All right, so you've got the cast of "Hill Street Blues." That's cool -- it was a big show at the time, and they certainly had star power. Then again, the same could be said for Tim Conway, and look what they put him through. With these guys, it's arguably even worse. You can't at all predict what their performance is going to be about, but once they start singing, you know it's headed someplace awful. Suddenly, the cast of "Hill Street Blues" is surrounded by escaped zoo animals wearing slogan-enhanced T-shirts. The actors are well trained, and do little to suggest that they're ashamed or embarrassed by what they're about to do. For that alone, they should've got an Emmy. It's not just "Hill Street Blues" -- it's "Hill Street Blues Meets The Shirt Tales!"

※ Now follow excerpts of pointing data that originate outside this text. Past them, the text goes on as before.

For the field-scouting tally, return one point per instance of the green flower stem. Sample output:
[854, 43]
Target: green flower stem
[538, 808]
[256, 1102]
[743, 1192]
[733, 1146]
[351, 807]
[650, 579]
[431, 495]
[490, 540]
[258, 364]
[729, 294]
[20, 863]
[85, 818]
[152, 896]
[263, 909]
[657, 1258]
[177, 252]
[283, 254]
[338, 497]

For those who don't remember, the "Shirt Tales" were a group of animals who taught themselves to speak despite the fact that they were perfectly capable of getting their points across by way of their magical T-shirts, which constantly printed new phrases to reflect their moods. Now that you know the cartoon's gimmick, you probably understand why "Shirt Tales" didn't last very long.

Hill Street Blues meets the Shirt Tales. Now you've seen everything. (6.3 MB)


Nothing I can write will match up to what you'll see in this Betty Boop clip, so just download it and prepare to cackle.

Betty Boop shows leg and tits and ass and puddy. No, really. (800 KB)


Hey, look, it's Desiree Goyette!

You know...Desiree Goyette?

No?

Ok.


Hahaha, Danny Cooksey. You should remember him as "Sam" from "Diff'rent Strokes" -- the literal redheaded stepchild. Danny probably got all excited about his parade appearance, but boy, he had to be disappointed with the role they gave him. All he gets to do is sit on top of a big turtle, all alone without any surrounding attractions and zero attention from the crowd, appearing on television for all of four seconds before being forgotten completely forevermore.

I hope they at least let him keep the cowboy hat.


Similarly depressing was this lonesome Mighty Mouse -- it's the worst costume ever, and the crowd knows it. You've never heard a major city fall so completely silent as New York did upon Mighty Mouse's waving march. The hosts try to talk over the silence, but since it's about things having nothing to do with Mighty Mouse, it only made his appearance seem all the more sad.